Long format (lvl 1) - datum groupings #60

ktoddbrown · 2024-11-22T15:28:21Z

ktoddbrown
Nov 22, 2024
Maintainer

This thread is intended to record discussion and decision points when designing the datum grouping. In the long data format (lvl 1) that we use as an intermediate between the original data format (lvl 0) and the curated data product (lvl 2). The long data format currently has two main components: the id locating the datum grouping and the datum description. We will focus on the grouping in this thread.

Data group together and often have a hierarchical relationship with other datum. In the relational databases this grouping is often represented by row and table relationships. One exception here is that multiple rows within a table can be assigned to groupings as well (ie treatment/control). This leads to our first decision point.

Decision point lvl0:1 I propose treating multi-rows groupings as datum rather then id's.
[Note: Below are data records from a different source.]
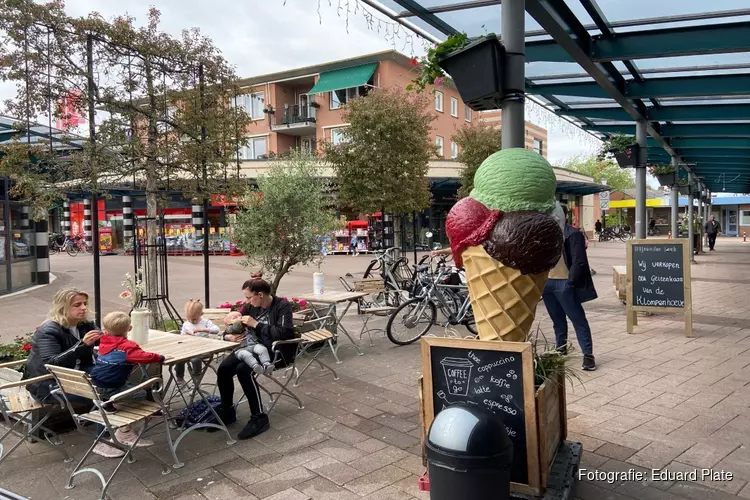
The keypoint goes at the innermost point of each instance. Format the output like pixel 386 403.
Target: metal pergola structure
pixel 677 78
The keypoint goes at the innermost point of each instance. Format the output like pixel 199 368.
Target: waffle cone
pixel 504 300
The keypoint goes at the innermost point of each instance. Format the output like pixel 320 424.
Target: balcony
pixel 295 120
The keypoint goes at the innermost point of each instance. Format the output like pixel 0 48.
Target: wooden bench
pixel 620 282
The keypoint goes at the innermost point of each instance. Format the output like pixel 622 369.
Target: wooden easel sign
pixel 659 279
pixel 498 376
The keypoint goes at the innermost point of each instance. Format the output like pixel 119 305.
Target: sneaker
pixel 589 363
pixel 129 437
pixel 258 424
pixel 107 451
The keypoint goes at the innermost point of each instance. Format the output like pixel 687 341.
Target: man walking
pixel 568 287
pixel 713 228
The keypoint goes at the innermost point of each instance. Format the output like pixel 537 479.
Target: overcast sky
pixel 265 36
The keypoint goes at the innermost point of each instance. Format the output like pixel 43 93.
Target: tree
pixel 616 177
pixel 280 224
pixel 476 142
pixel 383 159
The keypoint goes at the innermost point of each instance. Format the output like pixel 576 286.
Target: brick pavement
pixel 658 400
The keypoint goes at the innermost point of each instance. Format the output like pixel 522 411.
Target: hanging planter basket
pixel 628 157
pixel 477 70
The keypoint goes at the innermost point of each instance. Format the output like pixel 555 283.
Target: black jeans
pixel 711 240
pixel 230 367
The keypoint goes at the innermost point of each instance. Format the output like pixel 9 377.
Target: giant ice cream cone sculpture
pixel 505 237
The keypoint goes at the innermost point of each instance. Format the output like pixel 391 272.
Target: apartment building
pixel 301 107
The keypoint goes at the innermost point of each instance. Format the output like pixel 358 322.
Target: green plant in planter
pixel 615 144
pixel 430 71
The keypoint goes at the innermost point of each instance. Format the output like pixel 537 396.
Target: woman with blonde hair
pixel 66 339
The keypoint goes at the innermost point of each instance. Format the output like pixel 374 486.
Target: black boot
pixel 257 424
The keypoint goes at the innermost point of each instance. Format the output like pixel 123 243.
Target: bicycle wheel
pixel 411 315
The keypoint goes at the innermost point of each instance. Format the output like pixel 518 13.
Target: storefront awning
pixel 355 76
pixel 580 188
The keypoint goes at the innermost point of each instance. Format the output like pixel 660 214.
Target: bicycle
pixel 445 291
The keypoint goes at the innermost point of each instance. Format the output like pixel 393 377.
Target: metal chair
pixel 23 415
pixel 77 383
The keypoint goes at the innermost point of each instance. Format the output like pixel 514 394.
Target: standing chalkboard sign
pixel 498 376
pixel 659 279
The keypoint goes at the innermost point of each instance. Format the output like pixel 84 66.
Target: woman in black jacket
pixel 66 339
pixel 269 318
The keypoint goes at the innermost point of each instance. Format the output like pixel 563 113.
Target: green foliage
pixel 476 142
pixel 383 161
pixel 280 223
pixel 616 177
pixel 615 144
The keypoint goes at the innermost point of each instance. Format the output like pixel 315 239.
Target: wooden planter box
pixel 552 430
pixel 477 70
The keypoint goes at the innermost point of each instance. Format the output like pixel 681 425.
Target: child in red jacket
pixel 117 358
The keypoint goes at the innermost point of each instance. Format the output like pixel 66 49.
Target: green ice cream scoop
pixel 515 179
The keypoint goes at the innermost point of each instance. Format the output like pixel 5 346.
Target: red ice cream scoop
pixel 468 224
Not included here are the datum that we will discuss further in other threads.

ISCN3

ISCN3 consists of four tables dataset, citation, profile, and layer. Note that the id's are generally not unique id's and the set of id's and foreign keys must be referred to together to generate a unique row identifier. Also note that dataset_name is cross referenced with dataset_name_sub and may be crossed with dataset_name_soc. dataset_name_soc may also refer to ISCN soil organic carbon stock gap filling. Decision point ISCN:1 We consider dataset_name_soc to be a soil organic carbon method and part of a unique row identifier for the profile.

erDiagram
    dataset ||--|{ citation : has
    dataset ||--o{ profile : has
    dataset ||--o{ layer : has
    profile ||--|{ layer : has

    dataset {
        id dataset_name
    }

    citation {
       dataset_id dataset_name
    }
    profile {
       dataset_id dataset_name_sub
       id dataset_name_soc
       id site_name
       id profile_name
    }
    layer {
       dataset_id dataset_name_sub
       profile_id dataset_name_soc
       profile_id site_name
       profile_id profile_name
       id layer_name
    }

Intermediate data Lvl 1

The intermediate data model for this project has oscillated between three structures:

a single long table unjoined table with identifiers stacked and implying that any missing id apply to all specified ids.
a single long table with any original tables joined together into a long, dense table.
a set of three tables representing the datum provenance (study), surface location (site), and depth location (layer).

1. Stacked

This unjoined stack option is, in some ways, a non-option. It preserves the original table structures most closely. This moves a lot of the data manipulation work into the curation phase and maintains any data normalization (ie avoidance of repeated data) done in the original study.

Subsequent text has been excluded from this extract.